Reverend Bizarre--Harbinger Of Metal
Spinefarm   2003

On their debut album, In The Rectory Of The Bizarre Reverend, Reverend Bizarre did a flawless job ushering the style of doom metal pioneered by Reagers-era Saint Vitus into the new millenium. After a period of deserved acclaim, as well as controversy, the band are back with a second offering, Harbinger Of Metal. If there was doubt in anyone's mind after that first disc, this new outing affirms beyond a shadow of a doubt that Reverend Bizarre are true masters.

If you're unfamiliar with
Reverend Bizarre's sound, it could be said this stuff is the sonic equivalent of being blindfolded and beaten full-force with wet pillows in super slow motion. Should you be looking for masturbatory speed guitar runs or a stoned groove, Harbinger Of Metal will leave you fetally positioned in a corner, terrified--this is the polar opposite of that stuff. What you get with Reverend Bizarre is additive-free doom metal, performed slower than an ice cap melting. This stuff has a very classic feel to it and that's the whole point.

This 74 minute EP is primarily centered around three songs, all of them perfect in composition and execution. The cool thing about this material is that it holds true to the standard of
In The Rectory...but also stretches the band a bit. This is most evident on "From The Void"--still heavy as hell while employing blackened screams instead of Albert's typically smooth baritone vocals.
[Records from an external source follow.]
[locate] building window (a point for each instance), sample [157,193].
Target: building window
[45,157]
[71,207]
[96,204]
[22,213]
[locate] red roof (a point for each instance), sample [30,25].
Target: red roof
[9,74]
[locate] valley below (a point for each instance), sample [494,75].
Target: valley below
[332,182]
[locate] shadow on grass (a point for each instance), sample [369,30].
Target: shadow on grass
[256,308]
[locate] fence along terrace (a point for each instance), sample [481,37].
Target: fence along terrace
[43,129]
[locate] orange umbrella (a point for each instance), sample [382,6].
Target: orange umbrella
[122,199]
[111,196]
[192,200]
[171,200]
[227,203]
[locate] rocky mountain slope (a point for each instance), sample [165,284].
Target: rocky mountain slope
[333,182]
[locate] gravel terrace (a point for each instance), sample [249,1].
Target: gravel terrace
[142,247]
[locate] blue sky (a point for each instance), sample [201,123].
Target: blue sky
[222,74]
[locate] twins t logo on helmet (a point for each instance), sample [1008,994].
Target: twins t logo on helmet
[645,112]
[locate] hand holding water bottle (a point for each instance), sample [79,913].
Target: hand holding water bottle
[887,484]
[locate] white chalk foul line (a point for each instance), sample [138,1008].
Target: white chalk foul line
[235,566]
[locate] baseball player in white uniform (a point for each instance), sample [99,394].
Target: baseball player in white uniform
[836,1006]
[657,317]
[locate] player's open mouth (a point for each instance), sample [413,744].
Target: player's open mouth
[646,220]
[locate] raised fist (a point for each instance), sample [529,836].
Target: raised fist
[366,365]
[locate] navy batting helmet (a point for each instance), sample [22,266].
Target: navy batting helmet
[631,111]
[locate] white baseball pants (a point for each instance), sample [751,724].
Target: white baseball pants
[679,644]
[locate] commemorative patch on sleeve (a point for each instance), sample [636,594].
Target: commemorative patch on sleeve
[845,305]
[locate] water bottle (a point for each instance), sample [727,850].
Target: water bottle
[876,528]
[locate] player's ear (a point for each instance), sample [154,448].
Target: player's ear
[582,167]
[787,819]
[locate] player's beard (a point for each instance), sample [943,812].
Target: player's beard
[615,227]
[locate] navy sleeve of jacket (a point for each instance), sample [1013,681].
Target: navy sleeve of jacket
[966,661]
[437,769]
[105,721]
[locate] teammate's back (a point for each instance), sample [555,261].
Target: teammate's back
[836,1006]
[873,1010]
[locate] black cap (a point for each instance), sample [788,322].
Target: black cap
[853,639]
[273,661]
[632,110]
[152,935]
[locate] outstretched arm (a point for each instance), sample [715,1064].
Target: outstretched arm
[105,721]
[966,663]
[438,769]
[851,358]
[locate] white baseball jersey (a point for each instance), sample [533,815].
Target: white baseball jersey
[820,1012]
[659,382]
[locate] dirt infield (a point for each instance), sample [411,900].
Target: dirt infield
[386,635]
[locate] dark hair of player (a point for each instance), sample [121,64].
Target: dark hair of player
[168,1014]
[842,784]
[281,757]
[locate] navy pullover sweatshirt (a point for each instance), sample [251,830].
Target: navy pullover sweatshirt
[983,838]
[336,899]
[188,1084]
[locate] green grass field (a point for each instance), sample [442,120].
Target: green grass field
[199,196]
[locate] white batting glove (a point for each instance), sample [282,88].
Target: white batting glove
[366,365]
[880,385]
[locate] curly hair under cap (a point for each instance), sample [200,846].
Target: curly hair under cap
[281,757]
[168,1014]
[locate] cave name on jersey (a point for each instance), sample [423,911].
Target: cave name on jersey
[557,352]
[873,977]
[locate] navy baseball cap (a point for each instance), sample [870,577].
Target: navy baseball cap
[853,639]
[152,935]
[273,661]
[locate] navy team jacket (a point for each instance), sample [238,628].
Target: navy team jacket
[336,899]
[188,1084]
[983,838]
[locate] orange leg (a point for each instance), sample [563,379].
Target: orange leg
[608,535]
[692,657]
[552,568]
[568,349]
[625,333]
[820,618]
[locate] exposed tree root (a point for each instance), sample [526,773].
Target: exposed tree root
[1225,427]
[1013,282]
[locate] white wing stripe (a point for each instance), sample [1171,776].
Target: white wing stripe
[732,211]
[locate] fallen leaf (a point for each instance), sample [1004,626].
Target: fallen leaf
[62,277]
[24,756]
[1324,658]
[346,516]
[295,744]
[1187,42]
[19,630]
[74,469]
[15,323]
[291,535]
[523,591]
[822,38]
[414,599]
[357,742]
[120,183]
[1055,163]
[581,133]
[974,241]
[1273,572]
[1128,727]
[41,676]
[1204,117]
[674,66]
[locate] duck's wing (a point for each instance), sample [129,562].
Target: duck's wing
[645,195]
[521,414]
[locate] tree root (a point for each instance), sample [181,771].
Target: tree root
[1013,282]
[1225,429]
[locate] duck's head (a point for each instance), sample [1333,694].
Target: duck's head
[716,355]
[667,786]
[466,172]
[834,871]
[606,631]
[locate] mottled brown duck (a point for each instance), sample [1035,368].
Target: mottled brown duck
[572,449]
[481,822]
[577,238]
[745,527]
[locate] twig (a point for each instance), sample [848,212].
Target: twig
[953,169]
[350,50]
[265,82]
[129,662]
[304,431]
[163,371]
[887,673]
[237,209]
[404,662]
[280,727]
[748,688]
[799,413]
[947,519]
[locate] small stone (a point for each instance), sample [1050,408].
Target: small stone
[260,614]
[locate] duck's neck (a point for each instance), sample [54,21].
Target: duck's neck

It works like ganagbusters and these guys further repel nonbelievers by putting a doom metal drum solo into the middle of the song--obviously in an attempt to make the ADD set's heads explode. That said, the real gem on Harbinger Of Metal is "Strange Horizon." This song is an instant classic and exemplifies why Reverend Bizarre are so great--the riff and vocals repetitively pound into your consciousness, but on the third and fourth vocal passes, Albert slides just two notes up in pitch at the end of the vocal phrase and the payoff is chill inducing. It is genius in its simplicity.

Reverend Bizarre have delivered another all-time classic in Harbinger Of Metal. The way these guys desecrate the corpse of "stoner rock" with their pure brand of unrelenting doom metal makes it virtually impossible not to cheer for them and root them on. If you're biased because of all the gossip and bad feelings stirred up around these guys from the online doom-metal wars, you owe it to this music to check that at the door and recognize this album for how special it truly is. Anything less is poseurfied.